In statistics, confirmatory factor analysis (CFA) is a special form of factor analysis, most commonly used in social science research.[1] It is used to test whether measures of a construct are consistent with a researcher's understanding of the nature of that construct (or factor). As such, the objective of confirmatory factor analysis is to test whether the data fit a hypothesized measurement model. This hypothesized model is based on theory and/or previous analytic research.[2] CFA was first developed by Jöreskog (1969)[3] and has built upon and replaced older methods of analyzing construct validity such as the MTMM Matrix as described in Campbell & Fiske (1959).[4]

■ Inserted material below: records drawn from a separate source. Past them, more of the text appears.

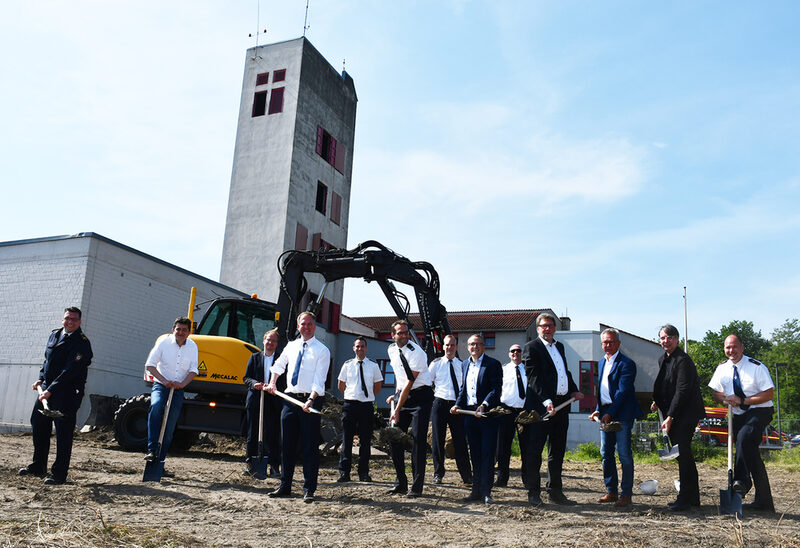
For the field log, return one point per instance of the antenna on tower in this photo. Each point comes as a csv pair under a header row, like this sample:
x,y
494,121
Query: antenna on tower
x,y
258,26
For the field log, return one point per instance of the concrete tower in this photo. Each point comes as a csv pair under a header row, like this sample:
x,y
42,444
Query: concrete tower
x,y
292,166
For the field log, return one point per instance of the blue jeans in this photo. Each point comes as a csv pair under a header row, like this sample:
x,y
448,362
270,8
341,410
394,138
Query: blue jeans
x,y
158,401
622,441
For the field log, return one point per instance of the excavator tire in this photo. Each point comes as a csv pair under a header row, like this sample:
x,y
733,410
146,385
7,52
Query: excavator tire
x,y
130,423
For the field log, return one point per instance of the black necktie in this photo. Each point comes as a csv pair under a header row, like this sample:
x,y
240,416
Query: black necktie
x,y
453,379
520,384
737,388
406,367
361,374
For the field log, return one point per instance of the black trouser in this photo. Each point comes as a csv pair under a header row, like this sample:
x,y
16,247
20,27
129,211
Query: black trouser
x,y
272,428
297,426
42,428
416,412
553,432
748,430
680,434
505,438
357,418
441,418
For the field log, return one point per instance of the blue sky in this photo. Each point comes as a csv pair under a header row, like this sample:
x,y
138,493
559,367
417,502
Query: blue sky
x,y
590,157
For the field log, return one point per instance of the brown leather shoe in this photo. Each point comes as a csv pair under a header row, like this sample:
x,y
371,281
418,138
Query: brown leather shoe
x,y
623,502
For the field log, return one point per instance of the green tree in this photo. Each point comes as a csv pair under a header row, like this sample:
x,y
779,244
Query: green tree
x,y
786,349
709,352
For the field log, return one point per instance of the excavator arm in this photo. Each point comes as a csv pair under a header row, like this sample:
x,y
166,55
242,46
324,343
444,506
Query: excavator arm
x,y
372,262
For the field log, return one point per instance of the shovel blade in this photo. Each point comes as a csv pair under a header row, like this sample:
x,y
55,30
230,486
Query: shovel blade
x,y
730,502
153,471
669,454
258,468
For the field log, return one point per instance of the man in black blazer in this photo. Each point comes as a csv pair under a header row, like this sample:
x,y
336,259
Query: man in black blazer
x,y
677,393
549,384
480,391
256,378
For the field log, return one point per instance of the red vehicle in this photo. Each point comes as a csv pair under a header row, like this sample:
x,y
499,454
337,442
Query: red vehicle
x,y
714,430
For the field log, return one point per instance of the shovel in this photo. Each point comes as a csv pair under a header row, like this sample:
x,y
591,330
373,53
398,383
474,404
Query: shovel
x,y
258,467
609,427
295,401
730,502
47,412
154,470
671,452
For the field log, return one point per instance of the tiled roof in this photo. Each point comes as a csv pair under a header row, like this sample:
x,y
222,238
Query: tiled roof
x,y
477,320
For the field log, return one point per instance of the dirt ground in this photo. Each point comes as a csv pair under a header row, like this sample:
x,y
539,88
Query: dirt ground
x,y
210,503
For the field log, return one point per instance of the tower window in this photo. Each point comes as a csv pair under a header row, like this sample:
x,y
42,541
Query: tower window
x,y
322,197
276,101
259,103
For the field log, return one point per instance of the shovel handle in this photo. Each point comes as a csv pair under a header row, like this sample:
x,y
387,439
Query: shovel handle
x,y
558,408
295,401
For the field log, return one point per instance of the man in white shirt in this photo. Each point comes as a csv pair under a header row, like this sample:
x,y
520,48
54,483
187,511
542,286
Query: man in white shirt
x,y
305,361
359,380
412,408
447,378
172,364
745,384
512,398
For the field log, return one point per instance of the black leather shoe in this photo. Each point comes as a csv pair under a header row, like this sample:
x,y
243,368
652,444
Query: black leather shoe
x,y
558,497
28,471
473,497
398,489
759,506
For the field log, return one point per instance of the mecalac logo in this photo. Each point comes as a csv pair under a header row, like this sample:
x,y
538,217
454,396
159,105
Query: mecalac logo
x,y
224,377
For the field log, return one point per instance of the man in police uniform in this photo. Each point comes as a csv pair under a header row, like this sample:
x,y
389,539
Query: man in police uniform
x,y
413,404
512,398
447,378
745,384
306,361
62,378
359,380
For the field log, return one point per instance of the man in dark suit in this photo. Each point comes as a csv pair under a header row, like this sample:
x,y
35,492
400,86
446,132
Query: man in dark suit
x,y
256,378
549,385
480,391
62,379
616,401
677,393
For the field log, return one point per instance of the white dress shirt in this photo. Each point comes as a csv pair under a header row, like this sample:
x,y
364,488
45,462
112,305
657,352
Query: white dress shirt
x,y
605,393
510,394
753,375
172,361
442,382
313,367
351,377
417,361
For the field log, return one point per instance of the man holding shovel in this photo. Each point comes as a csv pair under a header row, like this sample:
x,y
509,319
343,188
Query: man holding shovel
x,y
616,401
172,363
745,385
60,386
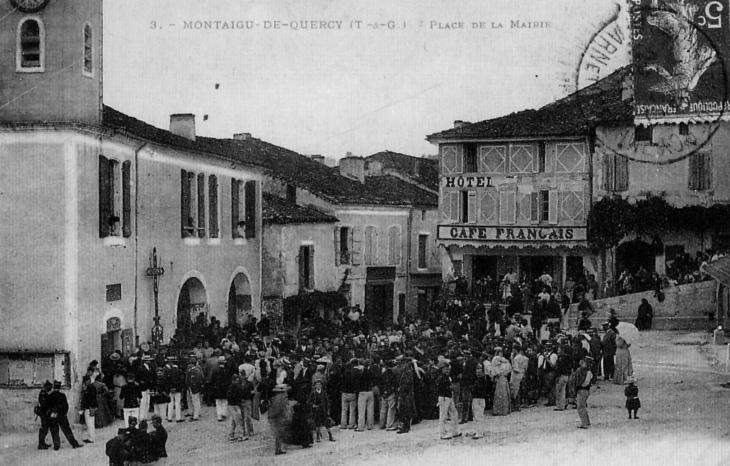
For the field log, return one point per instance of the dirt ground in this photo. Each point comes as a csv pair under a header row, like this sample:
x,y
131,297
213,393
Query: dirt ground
x,y
683,421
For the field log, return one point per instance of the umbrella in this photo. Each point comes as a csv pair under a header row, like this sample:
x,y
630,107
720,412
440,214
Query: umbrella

In confirmatory factor analysis, the researcher first develops a hypothesis about what factors they believe are underlying the measures used (e.g., "Depression" being the factor underlying the Beck Depression Inventory and the Hamilton Rating Scale for Depression) and may impose constraints on the model based on these a priori hypotheses. By imposing these constraints, the researcher is forcing the model to be consistent with their theory. For example, if it is posited that there are two factors accounting for the covariance in the measures, and that these factors are unrelated to each other, the researcher can create a model where the correlation between factor A and factor B is constrained to zero. Model fit measures could then be obtained to assess how well the proposed model captured the covariance between all the items or measures in the model. If the constraints the researcher has imposed on the model are inconsistent with the sample data, then the results of statistical tests of model fit will indicate a poor fit, and the model will be rejected. If the fit is poor, it may be due to some items measuring multiple factors. It might also be that some items within a factor are more related to each other than others.
For some applications, the requirement of "zero loadings" (for indicators not supposed to load on a certain factor) has been regarded as too strict. A newly developed analysis method, "exploratory structural equation modeling", specifies hypotheses about the relation between observed indicators and their supposed primary latent factors while allowing for estimation of loadings with other latent factors as well.[5]